The Iberian Peninsula is an interesting territory for testing different hypotheses on the origin and spread of domestic animals. It has an intermediate geographical position between two continents (Europe and Africa), and it is peripherally located to areas in which the major human and livestock expansions in the Neolithic period are assumed to have occurred (Central-Eastern Europe and the Near and Middle East in Asia).

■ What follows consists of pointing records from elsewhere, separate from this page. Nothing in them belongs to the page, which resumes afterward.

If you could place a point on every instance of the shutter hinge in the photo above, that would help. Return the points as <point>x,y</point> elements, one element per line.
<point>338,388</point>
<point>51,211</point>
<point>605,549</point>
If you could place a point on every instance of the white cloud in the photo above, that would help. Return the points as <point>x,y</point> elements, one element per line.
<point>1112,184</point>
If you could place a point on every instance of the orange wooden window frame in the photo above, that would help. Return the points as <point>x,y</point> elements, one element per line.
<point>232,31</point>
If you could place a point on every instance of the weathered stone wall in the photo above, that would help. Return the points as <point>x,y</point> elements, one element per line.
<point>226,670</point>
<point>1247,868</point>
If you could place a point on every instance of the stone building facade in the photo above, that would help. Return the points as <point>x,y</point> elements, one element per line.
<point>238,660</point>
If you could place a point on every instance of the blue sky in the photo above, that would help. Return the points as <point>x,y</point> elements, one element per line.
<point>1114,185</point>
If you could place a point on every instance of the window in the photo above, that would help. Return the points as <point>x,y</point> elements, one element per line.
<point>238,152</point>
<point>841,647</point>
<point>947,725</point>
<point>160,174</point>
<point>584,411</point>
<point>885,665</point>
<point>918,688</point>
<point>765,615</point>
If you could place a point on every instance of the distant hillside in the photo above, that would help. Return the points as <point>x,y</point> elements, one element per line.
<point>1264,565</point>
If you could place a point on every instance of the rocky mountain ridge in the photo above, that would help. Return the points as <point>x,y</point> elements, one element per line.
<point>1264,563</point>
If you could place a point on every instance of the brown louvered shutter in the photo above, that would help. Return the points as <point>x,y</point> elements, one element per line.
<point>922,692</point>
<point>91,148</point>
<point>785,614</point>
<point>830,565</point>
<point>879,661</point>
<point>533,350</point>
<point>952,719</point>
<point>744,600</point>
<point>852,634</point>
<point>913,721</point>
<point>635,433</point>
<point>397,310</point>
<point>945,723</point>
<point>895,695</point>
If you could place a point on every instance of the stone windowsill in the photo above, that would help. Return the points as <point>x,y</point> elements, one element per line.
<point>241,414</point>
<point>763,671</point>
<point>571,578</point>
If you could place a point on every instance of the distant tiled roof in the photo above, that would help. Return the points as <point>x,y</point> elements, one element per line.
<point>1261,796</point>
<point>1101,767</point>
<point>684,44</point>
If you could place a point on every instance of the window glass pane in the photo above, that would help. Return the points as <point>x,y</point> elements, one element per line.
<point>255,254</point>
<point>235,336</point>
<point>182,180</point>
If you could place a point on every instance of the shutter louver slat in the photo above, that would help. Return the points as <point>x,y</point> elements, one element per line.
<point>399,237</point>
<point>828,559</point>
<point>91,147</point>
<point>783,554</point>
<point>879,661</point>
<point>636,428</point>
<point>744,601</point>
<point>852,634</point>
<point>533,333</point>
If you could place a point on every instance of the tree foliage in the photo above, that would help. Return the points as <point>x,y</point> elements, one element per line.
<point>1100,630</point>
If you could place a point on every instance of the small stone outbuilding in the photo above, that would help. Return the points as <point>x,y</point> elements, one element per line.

Iberian horses have been classically divided into two native groups: Celtic ponies and Iberian horses (Aparicio 1944). The first group, mainly settled along the Cantabrian Range in the Northern Atlantic Iberian areas (Figure 1), is subdivided into breeds or populations such as the Garrano in Portugal (which is called Faco galego on the Spanish side of the border) or the Asturcón and Pottoka in Spain. Most of the Northern Iberian breeds are in high risk of extinction and are conserved in environmentally protected rural areas of Spain and Portugal. The Celtic designation of the Northern Iberian ponies is roughly based on historical evidence, as the distribution of these breeds coincides with the Iberian areas in which the Celts (Indo-Europeans originating from Central Europe) settled after 1,500 BCE (Villar 1996). The second group is located in the Southern Iberian Peninsula and includes the two lines of the Spanish purebred horse (Andalusian and Carthusian) and Marismeño (an ancient semiferal horse population located in Doñana Natural Park) in Spain and the Lusitano and the Sorraia in Portugal. Both Northern and Southern Iberian horses can be well differentiated by means of morphological traits (Jordana et al. 1995; Jordana and Parés 1999). Several studies have demonstrated that Northern Iberian strains of horses are phenotypically close to British ponies, especially the Exmoor breed (Álvarez Llana 1995; García-Dory 1980; Martínez Sáiz et al. 1996), suggesting a possible common origin with these breeds (Aparicio 1944; Sotillo and Serrano 1985). The Southern Iberian horses are assumed to have a common origin with the Barb horse on the other side of the Strait of Gibraltar (Aparicio 1944; Jansen et al. 2002; Sotillo and Serrano 1985).

Figure 1.

Main geographical location of the Iberian horse breeds sampled in the present study. The Northern Iberian breeds (with bars) include Asturcón, Caballo de Corro, Garrano, Losino, Mérens, and Pottoka. Southern Iberian breeds (in gray) include Andalusian, Carthusian, Lusitano, Marismeño, and Sorraia.

Figure 1.

Main geographical location of the Iberian horse breeds sampled in the present study. The Northern Iberian breeds (with bars) include Asturcón, Caballo de Corro, Garrano, Losino, Mérens, and Pottoka. Southern Iberian breeds (in gray) include Andalusian, Carthusian, Lusitano, Marismeño, and Sorraia.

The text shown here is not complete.